W Sejmie podczas pierwszego posiedzenia zrobiło się wesoło. Poseł Janusz Sanocki, startujący z list KWW Kukiz’15, pojawił się na mównicy z wnioskiem, by piątkowe posiedzenia kończyły się o godz. 12.
– Składam taki wniosek dla oszczędności naszego czasu, prosiłbym, by niezależnie od tego jak długo będziemy obradować we wszystkie dni tygodnia, to w piątek żeby obrady Sejmu kończyły się w południe o 12, byśmy mogli spokojnie dotrzeć do swoich okręgów wyborczych – wnioskował Sanocki.

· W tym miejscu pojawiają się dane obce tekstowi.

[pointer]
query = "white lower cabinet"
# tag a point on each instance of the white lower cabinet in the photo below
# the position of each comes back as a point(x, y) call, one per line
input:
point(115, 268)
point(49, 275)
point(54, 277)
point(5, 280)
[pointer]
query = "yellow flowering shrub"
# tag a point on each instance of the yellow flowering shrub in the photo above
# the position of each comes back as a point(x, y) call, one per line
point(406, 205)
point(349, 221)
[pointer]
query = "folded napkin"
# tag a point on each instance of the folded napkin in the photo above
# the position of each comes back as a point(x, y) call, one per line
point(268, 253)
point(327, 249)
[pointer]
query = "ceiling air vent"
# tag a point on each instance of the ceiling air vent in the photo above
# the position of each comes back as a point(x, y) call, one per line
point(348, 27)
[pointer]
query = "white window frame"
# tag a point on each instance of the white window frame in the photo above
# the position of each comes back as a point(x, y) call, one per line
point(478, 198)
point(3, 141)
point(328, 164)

Poseł wywołał radość swoich kolegów, ale miał jeszcze jedną interpelację: – Mam jeszcze dwie formalne uwagi: prosiłbym, by pan marszałek oszczędnie gospodarował przerwami. Żebyśmy nie mieli wrażenia, że głównie z przerw składa się nasze obradowanie. Żeby równie oszczędnie operować wszystkimi laudacjami, bo na przykład przy wczorajszych wyborach wicemarszałków wątpię, czy to informacja, że pan marszałek Terlecki był za młodu hippisem, a pani marszałek Kidawa-Błońska wiedzie swój ród od Adama i Ewy wprost przyczyniła się do wyboru państwa. Czego zresztą wyboru serdecznie gratuluję – oznajmił.